[guided]The supersolution direction is the subtler half because a lower test function must be compared with an actual minimizing trajectory in the dynamic programming formula. We begin exactly as in the terse proof. Let $\varphi: (0,\infty)\times \mathbb{R}^n \to \mathbb{R}$ be $C^1$, suppose $u-\varphi$ has a local minimum at $(t_0,x_0)$, and normalize so that $u(t_0,x_0)=\varphi(t_0,x_0)$. We need to show
\begin{align*}
\partial_t \varphi(t_0,x_0) + \frac{1}{2}|\nabla \varphi(t_0,x_0)|^2 \geq 0.
\end{align*}
Fix $h \in (0,t_0)$. The dynamic programming identity says that $u(t_0,x_0)$ is obtained by minimizing over the previous spatial point $z$ at time $t_0-h$. The map $z \mapsto u(t_0-h,z)$ is continuous by the continuity step, and the added quadratic cost is coercive. Since $u$ is bounded by $B$, the whole objective is coercive. Hence the minimum is attained. Choose $z_h \in \mathbb{R}^n$ such that
\begin{align*}
u(t_0,x_0) = u(t_0-h,z_h) + \frac{|x_0-z_h|^2}{2h}.
\end{align*}
The boundedness of $f$ gives $|u| \leq B$, where $B=\|f\|_\infty$. Hence
\begin{align*}
\frac{|x_0-z_h|^2}{2h} = u(t_0,x_0)-u(t_0-h,z_h) \leq 2B.
\end{align*}
This estimate is important: it forces $z_h \to x_0$ as $h \downarrow 0$, so the minimizing point remains inside the neighbourhood where the test function touches $u$ from below.
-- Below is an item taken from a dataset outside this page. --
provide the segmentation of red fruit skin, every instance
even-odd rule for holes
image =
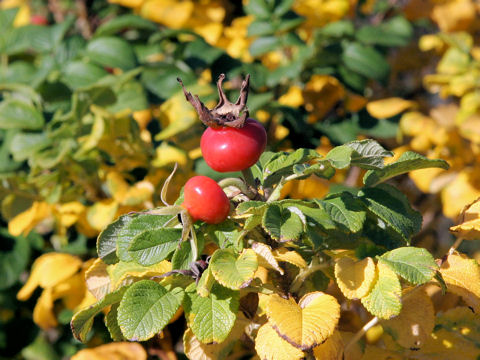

Because $u-\varphi$ has a local minimum at $(t_0,x_0)$, and because $(t_0-h,z_h) \to (t_0,x_0)$, for all sufficiently small $h$ we have
\begin{align*}
u(t_0-h,z_h)-u(t_0,x_0) \geq \varphi(t_0-h,z_h)-\varphi(t_0,x_0).
\end{align*}
Substituting the equality for $u(t_0,x_0)$ into this contact inequality gives
\begin{align*}
0 \geq \varphi(t_0-h,z_h)-\varphi(t_0,x_0) + \frac{|x_0-z_h|^2}{2h}.
\end{align*}
Now introduce the velocity variable $r_h \in \mathbb{R}^n$ by
\begin{align*}
r_h := \frac{x_0-z_h}{h}.
\end{align*}
Then $z_h=x_0-hr_h$, and the inequality becomes
\begin{align*}
0 \geq \varphi(t_0-h,x_0-hr_h)-\varphi(t_0,x_0) + \frac{h}{2}|r_h|^2.
\end{align*}
The point of this notation is that the quadratic cost becomes the kinetic term $\frac{h}{2}|r_h|^2$, while the test function can be expanded to first order. Before using a first-order expansion along this moving direction, we prove that the velocities $r_h$ are bounded. Since $\varphi$ is $C^1$, it is locally Lipschitz near $(t_0,x_0)$. Thus there are constants $\rho>0$ and $M>0$ such that
\begin{align*}
|\varphi(t,x)-\varphi(t_0,x_0)| \leq M(|t-t_0|+|x-x_0|)
\end{align*}
whenever $|t-t_0|+|x-x_0|<\rho$. Since $(t_0-h,z_h)\to(t_0,x_0)$, this applies for all sufficiently small $h$. Combining the local Lipschitz estimate with
\begin{align*}
0 \geq \varphi(t_0-h,x_0-hr_h)-\varphi(t_0,x_0) + \frac{h}{2}|r_h|^2
\end{align*}
gives
\begin{align*}
0 \geq -Mh(1+|r_h|) + \frac{h}{2}|r_h|^2.
\end{align*}
After division by $h>0$, the quadratic inequality
\begin{align*}
\frac{1}{2}|r_h|^2 \leq M(1+|r_h|)
\end{align*}
shows that $(r_h)$ is bounded along small $h$.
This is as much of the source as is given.